今の日本の政策では20年後には高齢者が「バカで貧乏になってしまう」と強い口調で語るのは、精神科医で作家の和田秀樹さん。今回のメルマガ『和田秀樹の「テレビでもラジオでも言えないわたしの本音」』で、 高齢の大御所たちとの対談から見えてきた、これからの高齢者の社会との関わり方と日本の高齢者の高いポテンシャルについて持論を展開しています。
高齢者が世界でいちばん賢く洗練されている日本
高齢者のアイドルのようになってから、次々と賢い高齢者の方々との対談が続く。
養老孟司さん、田原総一朗さん、五木寛之さんに続いて、若宮正子さん、樋口恵子さんと高齢者の大御所との対談を今年の前半に行った。

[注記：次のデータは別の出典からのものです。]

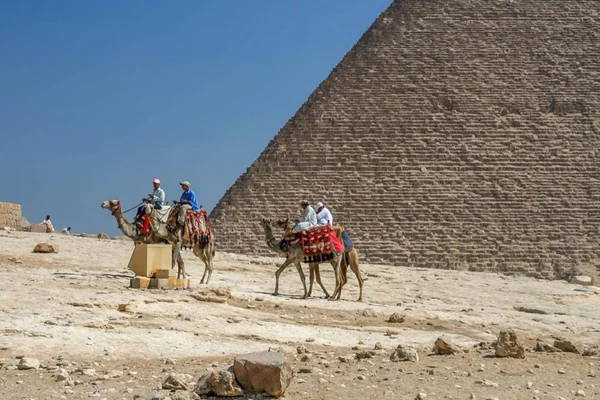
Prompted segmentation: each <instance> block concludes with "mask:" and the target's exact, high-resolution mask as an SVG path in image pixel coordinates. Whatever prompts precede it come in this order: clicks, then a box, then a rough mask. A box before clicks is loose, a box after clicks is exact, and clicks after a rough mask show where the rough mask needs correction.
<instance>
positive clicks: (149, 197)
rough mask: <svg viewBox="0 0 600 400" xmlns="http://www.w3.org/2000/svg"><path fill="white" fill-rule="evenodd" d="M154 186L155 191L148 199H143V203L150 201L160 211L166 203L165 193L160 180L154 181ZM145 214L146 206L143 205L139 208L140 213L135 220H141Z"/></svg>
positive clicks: (138, 212)
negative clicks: (144, 214) (164, 204)
mask: <svg viewBox="0 0 600 400" xmlns="http://www.w3.org/2000/svg"><path fill="white" fill-rule="evenodd" d="M152 186H153V187H154V191H152V193H150V194H149V195H148V197H145V198H143V199H142V202H143V203H145V202H147V201H148V202H150V203H151V204H152V205H153V206H154V208H155V209H157V210H160V209H161V208H162V206H163V204H164V203H165V197H166V196H165V191H164V190H162V188H161V187H160V180H159V179H154V180H153V181H152ZM143 212H144V206H143V205H142V206H141V207H138V212H137V214H136V216H135V218H136V219H139V217H140V216H141V215H142V213H143Z"/></svg>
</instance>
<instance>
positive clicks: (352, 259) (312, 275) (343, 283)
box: [275, 218, 363, 301]
mask: <svg viewBox="0 0 600 400" xmlns="http://www.w3.org/2000/svg"><path fill="white" fill-rule="evenodd" d="M275 225H276V226H278V227H279V228H281V229H283V230H284V232H285V233H284V235H285V236H288V235H292V233H291V231H292V224H291V222H290V220H289V218H286V219H282V220H278V221H276V222H275ZM331 229H332V230H333V231H334V232H335V236H336V237H337V238H338V240H339V241H340V242H341V243H343V240H342V232H343V231H344V226H343V225H334V226H332V227H331ZM348 264H349V265H350V268H351V269H352V271H353V272H354V275H356V278H357V279H358V286H359V292H360V293H359V296H358V299H357V300H356V301H362V286H363V278H362V275H361V273H360V268H359V265H358V251H357V250H356V249H355V248H354V247H351V248H350V249H348V250H344V257H342V262H341V264H340V287H339V291H338V292H337V296H336V299H335V300H339V299H340V296H341V294H342V288H343V287H344V285H345V284H346V283H347V282H348ZM309 275H310V276H309V280H310V285H309V289H308V297H310V295H311V293H312V287H313V282H314V279H315V277H316V278H317V283H319V285H320V286H321V288H322V289H323V292H324V293H325V297H326V298H328V297H329V293H327V290H325V288H324V287H323V284H322V283H321V274H320V272H319V264H318V263H311V264H309Z"/></svg>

若宮さんも樋口さんも、高齢者を現役扱いして、もっと社会で活用すべきという点では一致していた。
私もまさにそう思っている。
前にも書いたかもしれないが、異次元の少子化対策とか言っても、うまくいっても彼らが現役の働き手や消費者になるのは、20年もあとの話だ。AIやロボットが実用化したら、彼らに仕事があるかどうかもわからない。

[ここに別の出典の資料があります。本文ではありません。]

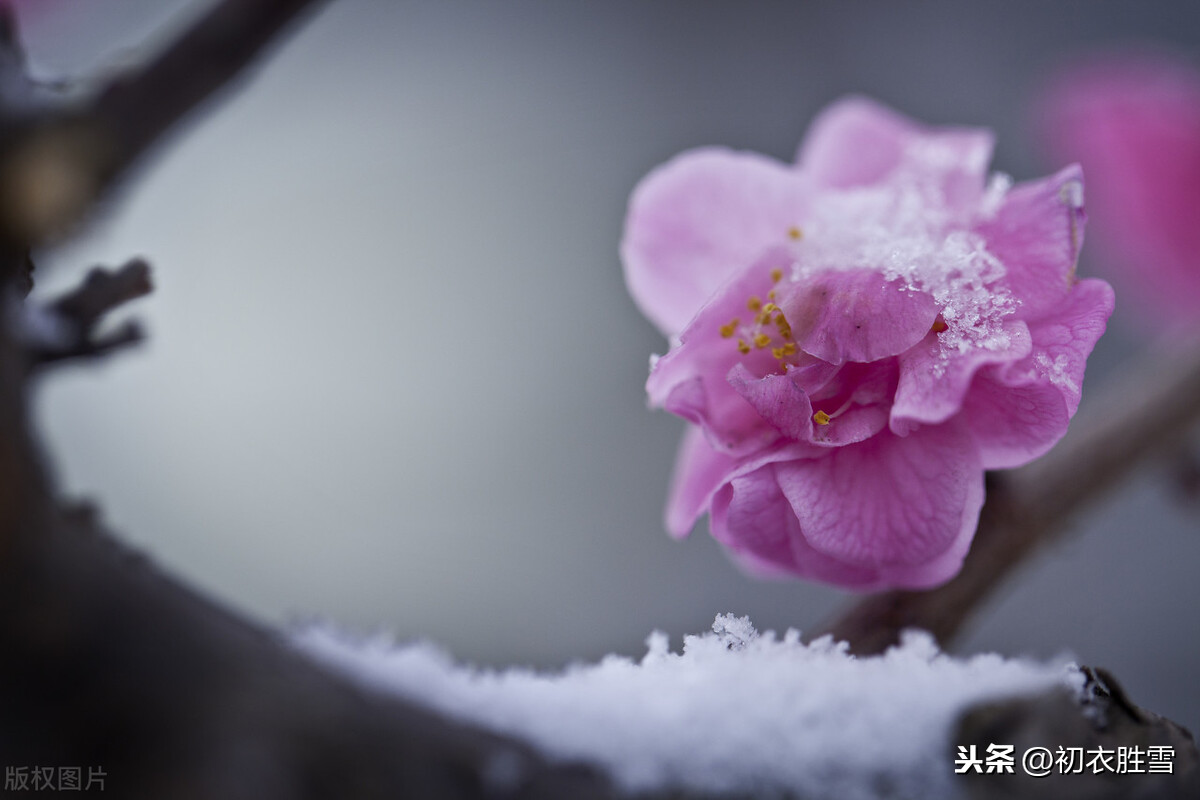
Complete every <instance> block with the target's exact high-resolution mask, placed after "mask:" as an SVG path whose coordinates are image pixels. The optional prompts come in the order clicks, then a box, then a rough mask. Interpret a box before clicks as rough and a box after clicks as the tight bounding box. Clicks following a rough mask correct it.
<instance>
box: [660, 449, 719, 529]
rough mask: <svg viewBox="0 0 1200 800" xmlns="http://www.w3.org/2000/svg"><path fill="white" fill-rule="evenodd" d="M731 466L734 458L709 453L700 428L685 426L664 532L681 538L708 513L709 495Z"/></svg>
mask: <svg viewBox="0 0 1200 800" xmlns="http://www.w3.org/2000/svg"><path fill="white" fill-rule="evenodd" d="M733 467H734V459H733V458H731V457H730V456H726V455H725V453H719V452H716V451H715V450H713V449H712V447H710V446H709V445H708V441H706V440H704V434H703V433H702V432H701V429H700V428H696V427H689V428H688V429H686V431H685V432H684V434H683V441H682V443H679V455H678V456H676V471H674V476H673V477H672V479H671V489H670V493H668V494H667V507H666V512H665V515H664V516H665V521H666V528H667V533H670V534H671V535H672V536H674V537H676V539H684V537H685V536H688V534H690V533H691V529H692V528H694V527H695V525H696V521H697V519H700V516H701V515H702V513H704V512H706V511H707V510H708V503H709V500H710V499H712V497H713V493H714V492H716V489H718V488H719V487H720V486H721V483H722V482H724V480H725V476H726V475H728V474H730V473H731V471H732V469H733Z"/></svg>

そして、このバカバカしい円安政策のせいで、最低賃金などが韓国や台湾に抜かれそう、あるいは抜かれた状態にあるようだ。
ベトナムやタイの労働者にしても、日本に集められる保証はない。
少なくとも賃金の面では負けつつある。
解決手段としては、高齢者に元気になってもらって、もっと労働力になってもらうのが現実的だ。
免許を取り上げるようなバカなことをやめて、もっと運転してもらうくらいがちょうどいいのだ。

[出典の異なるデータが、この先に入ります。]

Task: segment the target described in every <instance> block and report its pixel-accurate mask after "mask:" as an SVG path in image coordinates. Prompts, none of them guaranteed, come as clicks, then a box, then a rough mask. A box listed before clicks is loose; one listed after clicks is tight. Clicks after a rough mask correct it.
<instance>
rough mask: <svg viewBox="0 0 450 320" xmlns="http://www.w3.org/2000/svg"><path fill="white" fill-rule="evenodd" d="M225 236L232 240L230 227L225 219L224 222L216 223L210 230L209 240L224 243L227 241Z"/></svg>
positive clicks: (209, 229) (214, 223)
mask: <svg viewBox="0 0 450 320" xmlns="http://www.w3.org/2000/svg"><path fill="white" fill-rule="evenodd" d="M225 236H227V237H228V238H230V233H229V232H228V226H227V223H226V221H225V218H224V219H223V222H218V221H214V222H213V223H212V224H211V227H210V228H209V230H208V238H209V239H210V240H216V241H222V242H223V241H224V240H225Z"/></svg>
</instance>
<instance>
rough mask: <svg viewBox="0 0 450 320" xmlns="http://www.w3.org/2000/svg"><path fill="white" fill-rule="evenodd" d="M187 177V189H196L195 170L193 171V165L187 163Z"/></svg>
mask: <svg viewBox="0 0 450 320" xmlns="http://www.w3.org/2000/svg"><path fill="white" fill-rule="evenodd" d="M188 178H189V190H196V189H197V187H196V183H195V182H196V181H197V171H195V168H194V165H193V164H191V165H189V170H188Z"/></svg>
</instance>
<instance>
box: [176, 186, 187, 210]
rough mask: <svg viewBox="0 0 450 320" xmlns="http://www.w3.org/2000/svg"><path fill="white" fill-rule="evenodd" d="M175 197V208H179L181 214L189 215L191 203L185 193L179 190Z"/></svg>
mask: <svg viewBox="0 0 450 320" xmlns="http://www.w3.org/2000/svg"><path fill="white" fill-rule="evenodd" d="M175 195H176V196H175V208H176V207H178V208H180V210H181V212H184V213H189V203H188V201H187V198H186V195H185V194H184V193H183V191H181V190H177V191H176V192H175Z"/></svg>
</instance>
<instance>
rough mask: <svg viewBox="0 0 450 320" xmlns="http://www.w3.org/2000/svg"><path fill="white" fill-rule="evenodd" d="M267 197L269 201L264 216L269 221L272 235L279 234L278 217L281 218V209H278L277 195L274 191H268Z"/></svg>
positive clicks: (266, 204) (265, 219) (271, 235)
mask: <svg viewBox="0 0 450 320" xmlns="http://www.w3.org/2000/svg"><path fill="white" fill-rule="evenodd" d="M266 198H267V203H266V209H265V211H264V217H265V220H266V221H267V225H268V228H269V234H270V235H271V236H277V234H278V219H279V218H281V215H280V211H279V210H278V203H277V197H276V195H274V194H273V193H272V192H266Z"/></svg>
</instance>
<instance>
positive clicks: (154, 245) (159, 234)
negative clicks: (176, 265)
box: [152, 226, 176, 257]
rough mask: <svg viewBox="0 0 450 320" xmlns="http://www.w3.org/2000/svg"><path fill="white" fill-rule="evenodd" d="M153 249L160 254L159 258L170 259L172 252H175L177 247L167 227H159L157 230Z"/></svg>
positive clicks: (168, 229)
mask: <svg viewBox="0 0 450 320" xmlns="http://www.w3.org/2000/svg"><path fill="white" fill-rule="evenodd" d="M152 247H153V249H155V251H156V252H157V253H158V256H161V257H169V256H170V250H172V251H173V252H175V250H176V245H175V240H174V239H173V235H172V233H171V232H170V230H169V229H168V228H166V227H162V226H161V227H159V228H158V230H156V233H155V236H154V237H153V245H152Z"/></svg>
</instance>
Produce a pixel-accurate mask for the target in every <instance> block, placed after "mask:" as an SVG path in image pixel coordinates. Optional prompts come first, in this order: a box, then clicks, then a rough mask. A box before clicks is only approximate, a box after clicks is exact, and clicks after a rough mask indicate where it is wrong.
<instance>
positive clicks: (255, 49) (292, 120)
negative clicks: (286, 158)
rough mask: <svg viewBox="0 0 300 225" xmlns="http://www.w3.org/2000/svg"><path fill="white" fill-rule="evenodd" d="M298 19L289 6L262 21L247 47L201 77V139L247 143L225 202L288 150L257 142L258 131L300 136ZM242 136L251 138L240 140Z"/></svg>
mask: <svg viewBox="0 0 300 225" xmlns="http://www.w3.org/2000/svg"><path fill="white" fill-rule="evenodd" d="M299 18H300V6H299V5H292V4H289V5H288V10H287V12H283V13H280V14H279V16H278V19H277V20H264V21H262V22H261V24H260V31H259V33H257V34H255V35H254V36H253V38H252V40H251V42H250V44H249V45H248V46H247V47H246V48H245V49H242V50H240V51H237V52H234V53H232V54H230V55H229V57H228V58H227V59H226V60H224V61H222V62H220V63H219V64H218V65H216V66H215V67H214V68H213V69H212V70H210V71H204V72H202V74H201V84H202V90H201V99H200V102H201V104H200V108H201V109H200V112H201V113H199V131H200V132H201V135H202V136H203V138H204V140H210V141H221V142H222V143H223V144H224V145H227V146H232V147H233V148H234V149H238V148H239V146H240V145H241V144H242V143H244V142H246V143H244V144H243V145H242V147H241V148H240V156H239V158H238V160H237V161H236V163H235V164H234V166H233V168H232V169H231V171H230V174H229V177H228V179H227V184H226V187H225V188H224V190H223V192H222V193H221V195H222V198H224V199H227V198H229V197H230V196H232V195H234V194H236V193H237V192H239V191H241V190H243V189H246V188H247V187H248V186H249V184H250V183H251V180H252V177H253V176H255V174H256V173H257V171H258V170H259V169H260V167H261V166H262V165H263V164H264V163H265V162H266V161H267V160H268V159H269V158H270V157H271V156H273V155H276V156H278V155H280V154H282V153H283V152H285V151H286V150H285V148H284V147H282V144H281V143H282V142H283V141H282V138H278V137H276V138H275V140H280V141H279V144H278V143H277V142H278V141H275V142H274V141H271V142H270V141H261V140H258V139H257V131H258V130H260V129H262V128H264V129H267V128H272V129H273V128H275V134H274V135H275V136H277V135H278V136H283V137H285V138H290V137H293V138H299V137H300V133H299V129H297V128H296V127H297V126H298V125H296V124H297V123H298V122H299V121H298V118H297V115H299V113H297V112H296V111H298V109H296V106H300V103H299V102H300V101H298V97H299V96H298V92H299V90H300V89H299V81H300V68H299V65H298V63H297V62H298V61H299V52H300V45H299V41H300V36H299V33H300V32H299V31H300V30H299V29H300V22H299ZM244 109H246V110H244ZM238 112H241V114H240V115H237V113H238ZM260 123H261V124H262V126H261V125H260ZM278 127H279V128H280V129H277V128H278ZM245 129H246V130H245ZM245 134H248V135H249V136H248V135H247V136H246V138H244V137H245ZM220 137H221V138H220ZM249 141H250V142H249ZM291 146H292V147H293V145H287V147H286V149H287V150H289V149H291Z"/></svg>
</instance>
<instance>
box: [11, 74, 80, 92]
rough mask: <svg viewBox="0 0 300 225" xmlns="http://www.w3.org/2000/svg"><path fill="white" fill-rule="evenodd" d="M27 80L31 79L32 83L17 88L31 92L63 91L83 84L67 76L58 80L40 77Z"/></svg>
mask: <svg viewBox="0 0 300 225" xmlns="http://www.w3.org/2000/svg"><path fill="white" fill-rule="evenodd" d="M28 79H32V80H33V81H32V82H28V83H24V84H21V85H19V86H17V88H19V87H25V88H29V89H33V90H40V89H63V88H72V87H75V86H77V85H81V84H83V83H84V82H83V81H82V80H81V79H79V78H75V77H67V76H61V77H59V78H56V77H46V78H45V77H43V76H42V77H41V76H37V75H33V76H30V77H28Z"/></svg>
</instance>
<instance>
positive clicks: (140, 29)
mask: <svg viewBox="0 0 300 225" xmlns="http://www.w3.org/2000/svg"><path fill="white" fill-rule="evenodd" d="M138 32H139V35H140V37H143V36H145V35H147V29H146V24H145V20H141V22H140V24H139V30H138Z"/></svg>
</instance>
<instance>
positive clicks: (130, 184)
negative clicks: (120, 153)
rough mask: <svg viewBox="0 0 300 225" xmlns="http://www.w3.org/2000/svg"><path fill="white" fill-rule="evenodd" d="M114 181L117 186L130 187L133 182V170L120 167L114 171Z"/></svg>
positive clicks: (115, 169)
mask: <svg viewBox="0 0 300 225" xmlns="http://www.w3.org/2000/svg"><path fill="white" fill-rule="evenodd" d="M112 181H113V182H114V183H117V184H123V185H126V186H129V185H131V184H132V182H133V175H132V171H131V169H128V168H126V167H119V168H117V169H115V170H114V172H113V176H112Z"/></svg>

ただ、私はそれ以上に大切なのは、高齢者に現役の消費者になってもらうことだと考えている。
実際、個人金融資産2,000兆円のうち、7割は60歳以上がもっている。
高齢者がお金を使うことで、日本がほかの国がないような高齢者向けの製品やサービスを生み出すことができれば、よその国もどんどん高齢化しているので、国際競争力を持ち得るし、日本製品が憧れの的になるだろう。